清晨,太阳还没有出来,刘氏便来到医馆,强烈要求詹世源与常新月解除婚约。

        “她不守规矩!”

        刘氏掰着手指头,跟詹世源细数常新月的罪状。

        “从前我们没搬家,街上喜欢她的男孩子比谁都多,未定亲的、定亲的、有媳妇的,一个个被她迷得神魂颠倒,见到她连眼睛也不舍得眨!

        “我们搬了家,又是传她勾引你的师父,又是林宝儿收到她送的贴身衣裳,又是一群男人当着你的面说她勾引他们……

        “阿源啊,苍蝇不叮无缝的蛋,一个巴掌拍不响,她要不是举止不端,哪里会有那么多的狂蜂浪蝶追着她?”

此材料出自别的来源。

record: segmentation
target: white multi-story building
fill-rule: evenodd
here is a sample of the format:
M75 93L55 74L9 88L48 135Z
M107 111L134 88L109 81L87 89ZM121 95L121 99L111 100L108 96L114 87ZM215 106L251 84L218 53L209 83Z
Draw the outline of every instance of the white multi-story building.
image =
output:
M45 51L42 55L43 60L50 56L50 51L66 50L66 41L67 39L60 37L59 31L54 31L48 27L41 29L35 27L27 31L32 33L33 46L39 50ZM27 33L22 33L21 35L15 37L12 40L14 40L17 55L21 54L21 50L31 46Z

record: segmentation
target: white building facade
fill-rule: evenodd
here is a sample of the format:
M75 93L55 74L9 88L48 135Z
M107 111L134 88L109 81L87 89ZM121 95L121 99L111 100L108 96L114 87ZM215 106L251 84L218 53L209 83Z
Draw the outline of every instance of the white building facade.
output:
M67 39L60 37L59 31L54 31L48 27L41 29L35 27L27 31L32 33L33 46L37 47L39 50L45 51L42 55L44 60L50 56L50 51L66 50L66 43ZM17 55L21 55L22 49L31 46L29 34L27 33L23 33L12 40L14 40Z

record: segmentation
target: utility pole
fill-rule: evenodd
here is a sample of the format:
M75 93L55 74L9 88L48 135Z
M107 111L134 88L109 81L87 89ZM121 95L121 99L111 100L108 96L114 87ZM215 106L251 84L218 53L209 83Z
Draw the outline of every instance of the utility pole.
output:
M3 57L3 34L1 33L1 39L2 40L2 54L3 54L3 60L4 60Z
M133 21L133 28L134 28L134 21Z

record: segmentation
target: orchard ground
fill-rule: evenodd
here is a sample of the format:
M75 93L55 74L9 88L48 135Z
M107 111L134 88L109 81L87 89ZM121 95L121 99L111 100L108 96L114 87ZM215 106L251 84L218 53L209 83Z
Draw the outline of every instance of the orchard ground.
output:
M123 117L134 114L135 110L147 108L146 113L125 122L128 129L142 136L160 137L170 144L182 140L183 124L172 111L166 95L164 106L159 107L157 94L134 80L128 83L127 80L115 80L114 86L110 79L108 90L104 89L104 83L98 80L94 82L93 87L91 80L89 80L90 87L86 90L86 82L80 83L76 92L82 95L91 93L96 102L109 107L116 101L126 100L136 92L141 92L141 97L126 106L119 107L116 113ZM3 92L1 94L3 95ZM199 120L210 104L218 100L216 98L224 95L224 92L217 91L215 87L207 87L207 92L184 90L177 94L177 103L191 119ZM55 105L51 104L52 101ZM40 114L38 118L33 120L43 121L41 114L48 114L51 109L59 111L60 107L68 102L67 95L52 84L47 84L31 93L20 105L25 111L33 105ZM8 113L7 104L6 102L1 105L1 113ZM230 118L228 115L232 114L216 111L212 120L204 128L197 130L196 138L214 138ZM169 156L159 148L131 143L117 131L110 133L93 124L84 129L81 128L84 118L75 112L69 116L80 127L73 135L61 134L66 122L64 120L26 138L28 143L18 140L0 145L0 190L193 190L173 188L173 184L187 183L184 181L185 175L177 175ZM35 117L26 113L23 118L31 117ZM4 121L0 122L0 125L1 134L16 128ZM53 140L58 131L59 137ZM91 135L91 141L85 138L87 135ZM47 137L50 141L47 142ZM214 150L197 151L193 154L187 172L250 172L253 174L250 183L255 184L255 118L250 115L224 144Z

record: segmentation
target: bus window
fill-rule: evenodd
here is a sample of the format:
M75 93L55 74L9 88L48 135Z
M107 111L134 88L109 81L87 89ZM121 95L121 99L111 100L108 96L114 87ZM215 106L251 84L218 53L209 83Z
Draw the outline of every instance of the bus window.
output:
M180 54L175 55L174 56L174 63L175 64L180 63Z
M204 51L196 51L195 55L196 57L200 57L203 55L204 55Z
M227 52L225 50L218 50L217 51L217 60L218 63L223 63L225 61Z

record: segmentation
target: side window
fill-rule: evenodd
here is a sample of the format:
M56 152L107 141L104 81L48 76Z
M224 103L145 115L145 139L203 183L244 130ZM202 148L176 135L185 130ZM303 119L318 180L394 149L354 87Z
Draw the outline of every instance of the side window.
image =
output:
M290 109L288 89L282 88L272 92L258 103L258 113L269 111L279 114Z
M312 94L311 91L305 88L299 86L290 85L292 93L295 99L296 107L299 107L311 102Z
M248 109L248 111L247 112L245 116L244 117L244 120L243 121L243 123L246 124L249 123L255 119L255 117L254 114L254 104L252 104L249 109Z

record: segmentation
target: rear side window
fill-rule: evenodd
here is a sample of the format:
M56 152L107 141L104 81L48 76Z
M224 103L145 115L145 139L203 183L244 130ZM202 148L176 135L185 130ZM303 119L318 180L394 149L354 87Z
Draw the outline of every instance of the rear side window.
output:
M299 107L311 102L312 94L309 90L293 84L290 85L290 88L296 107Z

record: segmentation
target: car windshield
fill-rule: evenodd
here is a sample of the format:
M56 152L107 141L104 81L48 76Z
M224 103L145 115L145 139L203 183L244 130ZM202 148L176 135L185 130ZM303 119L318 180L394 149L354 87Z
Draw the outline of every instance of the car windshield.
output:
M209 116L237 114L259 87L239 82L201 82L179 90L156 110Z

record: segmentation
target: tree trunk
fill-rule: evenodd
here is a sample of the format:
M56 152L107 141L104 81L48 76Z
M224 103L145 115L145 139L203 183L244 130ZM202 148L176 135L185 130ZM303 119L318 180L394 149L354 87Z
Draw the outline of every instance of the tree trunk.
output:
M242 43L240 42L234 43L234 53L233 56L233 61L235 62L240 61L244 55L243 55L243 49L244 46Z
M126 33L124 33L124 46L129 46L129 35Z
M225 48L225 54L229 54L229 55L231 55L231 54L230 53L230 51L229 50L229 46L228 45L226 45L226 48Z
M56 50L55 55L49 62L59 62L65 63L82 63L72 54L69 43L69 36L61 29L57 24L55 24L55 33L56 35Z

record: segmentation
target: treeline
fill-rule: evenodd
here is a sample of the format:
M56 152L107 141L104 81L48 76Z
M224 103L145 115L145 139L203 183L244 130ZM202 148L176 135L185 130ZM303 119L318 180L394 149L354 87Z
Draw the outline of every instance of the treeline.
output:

        “够了!”詹世源听不下去,“娘,跟新月成亲的人是我,不是你!她怎么样,我和她青梅竹马,能不清楚吗?一个巴掌拍不响,我一巴掌拍你脸上,你说响不响?”

        “哎,你怎么可以这么跟你娘说话!”刘氏不乐意了,“你也被常新月迷得神魂颠倒了!她就是个祸害,还没成亲你就为了她忤逆我,成了亲那还得了!”

        “我喜欢她,我非要娶她为妻!你不允就不允,反正我过得怎样你其实不在乎,你只在乎的只是新月能不能对你言听计从!”詹世源心情烦躁。

        他想起刘氏总是向别人炫耀他是她生养的好儿子,却不在乎他由于学习剑术弄得酸麻胀痛的手臂,他哭诉师兄趁着切磋打他,她只会说师兄姓魏,他惹不起,劝他忍耐。

        而常新月,她心疼他被欺负,教他打回去。